ANN: Anyone need my 2.7x faster factorial (or gamma) function?

I was looking into faster code generation (not factorial specifically, but started with that function).

It took a lot longer than it seemed it would at first. Anyway the Julia PR was closed, but I have more recent code, that hopefully doesn’t segfault (line 1-24 in my fork):

[EDIT: code in the PR below is old, still the speedup in the comment there (the latter link) applies to the new and old code]
https://github.com/JuliaLang/julia/pull/30685#issuecomment-456373425

https://github.com/JuliaLang/julia/pull/30685#issuecomment-456114578

Does anyone have good real life code that uses factorial that I could use to benchmark with?

I know how to debug/prevent segfaults with julia --check-bounds=no (what I think; would have thought CI uses).

1 Like

It is a primitive function, you should be able to benchmark it as is.

From the discussion of the PR, it is unclear to me how this is an improvement, can you explain what you changed?

I would have thought so, but it was surprisingly difficult. I’m not 100% sure why a simple benchmark didn’t show speedup, but think it has to do with inlining. I however have tests that do show improvements, so I asked for a real world use case to look into if faster there. I don’t really have to make factorial faster for me, I just thought it would help Julia so take it or leave it, use my code and/or point to code that uses and I may make another PR.

It is possible that you are measuring something else. Hard to say without the actual code.

Again, I still don’t understand what the modification is. Unless you explain what you think you improved and why you think this should result in a speedup, this is unlikely to be used.

The modification is explained here (that old PR is linked from my newer one): Please CLOSE this one in favor of other PR: Code for faster factorial (and gamma) by PallHaraldsson · Pull Request #30665 · JuliaLang/julia · GitHub

Basically I was trying to get inlining and one not-taken jump on the fast path instead of the three taken jumps before. Part of the optimization is shifting the lookup table (what I do not expect any compiler to do) to get rid of one jump; potentially a better compiler could have figured out the rest.

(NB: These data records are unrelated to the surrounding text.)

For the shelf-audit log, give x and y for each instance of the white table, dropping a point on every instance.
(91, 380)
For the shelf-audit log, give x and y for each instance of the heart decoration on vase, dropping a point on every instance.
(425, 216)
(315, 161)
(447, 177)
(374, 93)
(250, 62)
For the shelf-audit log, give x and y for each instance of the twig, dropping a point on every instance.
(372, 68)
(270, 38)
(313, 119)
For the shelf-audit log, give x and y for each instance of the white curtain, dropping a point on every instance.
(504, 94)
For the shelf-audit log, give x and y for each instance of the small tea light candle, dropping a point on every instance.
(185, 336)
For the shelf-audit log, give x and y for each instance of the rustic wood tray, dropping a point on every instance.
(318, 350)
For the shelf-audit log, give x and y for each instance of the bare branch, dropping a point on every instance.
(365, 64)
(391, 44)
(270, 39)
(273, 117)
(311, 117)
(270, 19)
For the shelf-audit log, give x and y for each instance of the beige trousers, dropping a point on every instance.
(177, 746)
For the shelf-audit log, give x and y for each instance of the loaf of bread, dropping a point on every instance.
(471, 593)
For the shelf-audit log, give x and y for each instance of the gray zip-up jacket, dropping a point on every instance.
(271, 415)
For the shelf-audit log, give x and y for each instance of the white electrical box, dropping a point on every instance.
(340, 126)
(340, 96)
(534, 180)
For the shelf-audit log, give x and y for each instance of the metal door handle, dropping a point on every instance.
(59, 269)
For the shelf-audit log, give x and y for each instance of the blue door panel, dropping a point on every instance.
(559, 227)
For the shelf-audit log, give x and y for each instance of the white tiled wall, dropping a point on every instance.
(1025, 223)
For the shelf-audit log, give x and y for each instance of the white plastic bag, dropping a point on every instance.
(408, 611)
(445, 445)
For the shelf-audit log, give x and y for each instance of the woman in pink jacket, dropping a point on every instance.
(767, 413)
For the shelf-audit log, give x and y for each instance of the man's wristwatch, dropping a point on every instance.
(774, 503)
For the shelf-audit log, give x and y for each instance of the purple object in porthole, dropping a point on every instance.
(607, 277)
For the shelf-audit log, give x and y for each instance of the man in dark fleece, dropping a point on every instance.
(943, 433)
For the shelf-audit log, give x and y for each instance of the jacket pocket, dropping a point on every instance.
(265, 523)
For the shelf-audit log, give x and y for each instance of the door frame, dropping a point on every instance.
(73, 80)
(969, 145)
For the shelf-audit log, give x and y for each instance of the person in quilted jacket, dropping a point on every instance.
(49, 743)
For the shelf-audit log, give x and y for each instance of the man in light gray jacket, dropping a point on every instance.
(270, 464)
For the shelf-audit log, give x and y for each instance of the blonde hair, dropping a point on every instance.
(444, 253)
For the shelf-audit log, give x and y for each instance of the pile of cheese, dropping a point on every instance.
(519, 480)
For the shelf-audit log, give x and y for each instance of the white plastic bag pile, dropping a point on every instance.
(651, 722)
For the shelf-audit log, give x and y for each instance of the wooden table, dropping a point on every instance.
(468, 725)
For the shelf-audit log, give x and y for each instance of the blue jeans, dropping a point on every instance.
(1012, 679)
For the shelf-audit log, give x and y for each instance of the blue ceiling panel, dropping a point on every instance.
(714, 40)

Can you summarise somewhere exactly what’s faster and what isn’t? Like a list of @btime examples? What I can glean from the PR discussion is that you’re claiming an improvement in things like factorial(Int128(21)) (which would overflow in Int64).

The last time I wanted factorial(21) it was soon going to be divided by something, thus working immediately with floats (and gamma functions) made sense. How does this compare?

1 Like

And, most of the time, with logs, eg SpecialFunctions.lfactorial and lgamma.

1 Like

You may be over-estimating the sophistication of my code here! But thanks, I didn’t know about these.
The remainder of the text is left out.